You need to build the index once upfront. But if you're doing repeated lookups (which you are in backtesting), it pays for itself immediately.

2. Merge vs isin(): O(n×m) → O(n+m)

The Problem:

You have a large options dataset (n rows) and need to filter it to only symbols you're trading (m symbols). .isin() has quadratic-ish behavior.

Before (v3_2):

filtered_options = _options[_options['symbol'].isin(all_syms)]

What .isin() does internally:

For each of the n rows in _options, it checks if that symbol exists in all_syms (m items).

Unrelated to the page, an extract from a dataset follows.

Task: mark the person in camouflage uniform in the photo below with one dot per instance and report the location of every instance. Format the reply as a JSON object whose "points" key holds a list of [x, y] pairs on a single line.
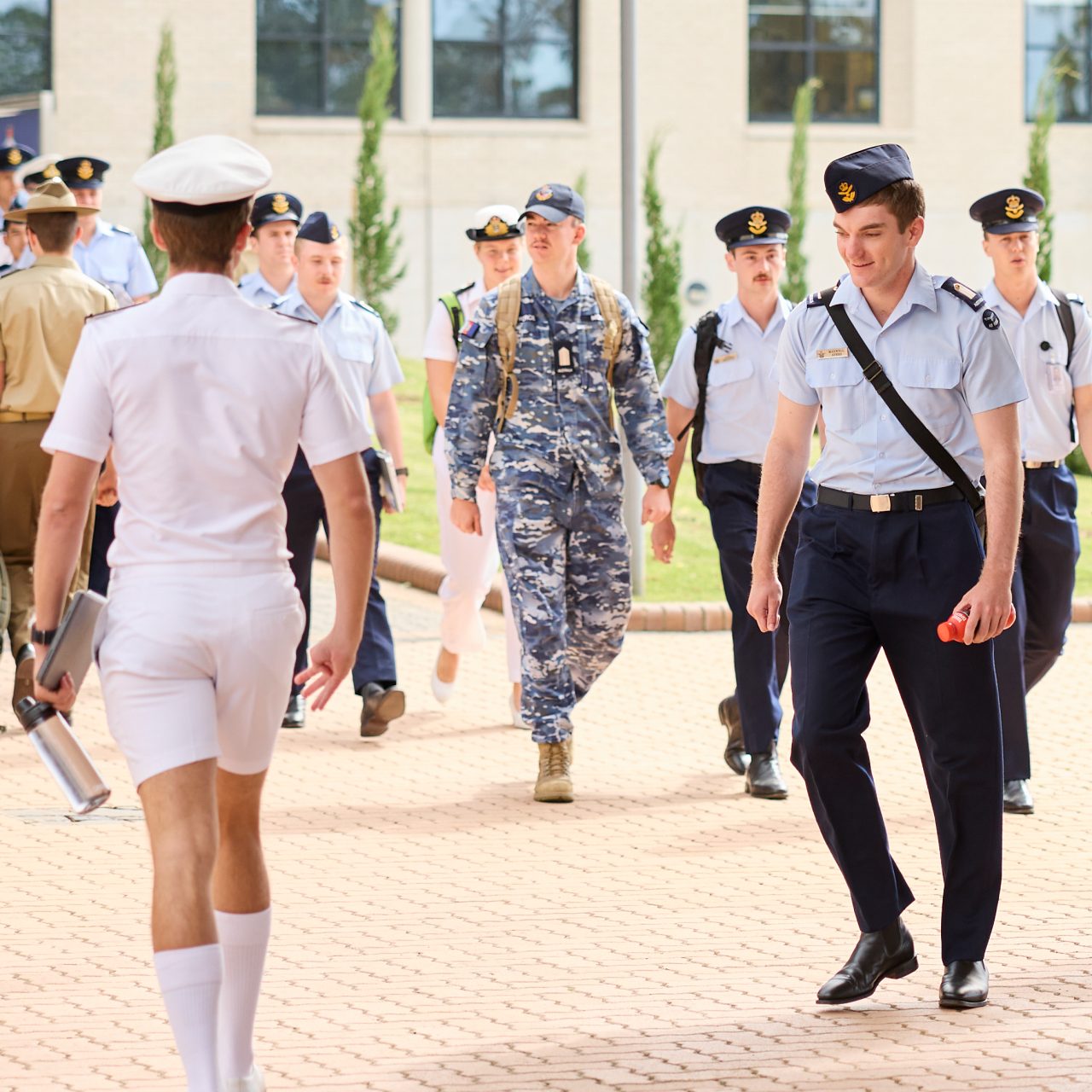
{"points": [[557, 467]]}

Worst case: n × m comparisons.

Example:
  • 5M options rows
  • 500 unique symbols you trade
  • 5M × 500 = 2.5 billion comparisons

After (v3_3):

all_syms_df = pd.DataFrame({'symbol': all_syms})
filtered_options = _options.merge(all_syms_df, on='symbol', how='inner')

What .merge() does internally:

Pandas uses a hash join algorithm:

  1. Build hash table from smaller dataset (all_syms_df) - O(m)
  2. Probe hash table for each row in larger dataset (_options) - O(n)
  3. Total: O(n + m)
Same example:
  • 5M + 500 = ~5M operations (basically just scanning options once)
Why It's Huge:

The gap widens dramatically as your data grows:

  • Small data (10K rows, 50 symbols): maybe 2x faster
  • Medium data (1M rows, 200 symbols): 10-20x faster
  • Large data (5M rows, 500 symbols): 50x faster

Real-world impact:

If filtering was taking 30 seconds with .isin(), it now takes 0.5 seconds with .merge().

3. Vectorization: Python Loop → Pandas Batch Operation

The Problem:

You need to set a flag to 0 for specific dates. Python loops are notoriously slow because of interpreter overhead.

Before (v1):

business_days = pd.date_range(start=start_date, end=end_date, freq=BDay())

for day in business_days:
    if day in opt['cond_exit']:
        dict_options[o].at[day, 'nopnl'] = 0

What's expensive here:

  • Python for loop: interpreter overhead for each iteration
  • .at[day, 'nopnl']: individual cell access, no optimization
  • if day in opt['cond_exit']: checking membership in each iteration

If you have 250 business days, that's 250 Python-level operations, each with full overhead.

After (v2):

business_days = pd.date_range(start=start_date, end=end_date, freq=BDay())
cond_exit_days = opt['cond_exit'].index

update_days = business_days.intersection(cond_exit_days)

dict_options[o].loc[update_days, 'nopnl'] = 0

What changed:

  1. .intersection(): Set operation done in C code (pandas/numpy), not Python
  2. .loc[update_days, 'nopnl'] = 0: Single vectorized assignment
    • Pandas identifies all rows matching update_days in one pass
    • Updates entire column slice in optimized C code
    • Memory is written contiguously, cache-friendly
Why It's Huge:
  • No Python interpreter overhead per iteration
  • Single function call instead of 250+ function calls
  • Pandas can optimize memory access patterns
  • Typically 5-10x faster, sometimes more

The principle:

Whenever you see a loop modifying a DataFrame, ask: "Can I identify all the rows I need to modify, then update them all at once?" That's vectorization.